Over the winter I had pored over last year’s data fairly extensively, and had come up with some changes for Jodi's Honda CBR1000RR and different ways to analyze the various data channels. After putting together more than 50 math channels to combine or dissect raw data, this would be the first chance to put some of those channels to use.
With any big bike such as the 170-horsepower Honda CBR1000RR that Jodi rides, squat and anti-squat are usually the dominating factor in setup. I have discussed these characteristics in detail previously; squat is the tendency for the rear suspension to compress as the motorcycle accelerates and transfers weight to the rear tire. Anti-squat, working against squat, is the tendency for chain pull and the driving force from the rear wheel to extend the rear suspension under acceleration. Squat is good because it puts more weight on the tire for more traction, but at the same time anti-squat can be used to literally drive the rear tire into the ground for more load.
It can be a real headache when it comes to finding a decent setup, because there is such a narrow “sweet spot” in the suspension’s travel where the forces all balance out just right for best traction. Err too much in either direction and a good-handling machine can quickly turn into a sliding, bucking bronco.
There are a couple of ways to put numbers to anti-squat. One is to measure all the pertinent bits like tire diameter, swingarm length, the distance from the swingarm pivot to the countershaft, the ride height and so on, and calculate a theoretical value. As setup changes are made, new parameters can be input into the equations and the change in anti-squat can be calculated. The calculations are not simple, but easily managed in a spreadsheet program.

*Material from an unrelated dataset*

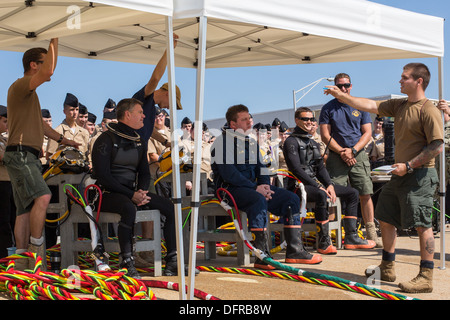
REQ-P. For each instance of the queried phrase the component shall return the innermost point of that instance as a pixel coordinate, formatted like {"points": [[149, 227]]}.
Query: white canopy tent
{"points": [[107, 30], [219, 34]]}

Since we have suspension potentiometers as part of the AiM data acquisition system on Jodi’s CBR1000RR, we can use math channels to look at squat directly and see how the bike reacts to setup adjustments, backing up the theoretical numbers. Perhaps more importantly, combining the suspension data with GPS and other channels, we can see when and how quickly the bike squats in each turn.
Over the course of the weekend at Shannonville, I was switching back and forth from Excel and the theoretical numbers to AiM's Race Studio 2 analysis package and the actual data from each session, making sure that squat was staying constant with each change we made, and that the data correlated to the theoretical numbers when we did want to change squat. It may seem like such a small detail, but the data was showing noticeable changes in squat with even small adjustments to ride heights and even damping.
At Shannonville, we were able to find a good setup for the 1000 that Jodi was comfortable on; he was at or near the top of the timing charts all weekend, and finished a very close second to Jordan Szoke in the final. Hopefully that’s a good indicator that we are on the right track with analyzing the data and using it to determine a setup direction.
The next event is at St-Eustache, QC, on July 4-6, where we will try out some more parts and ideas I have been working on.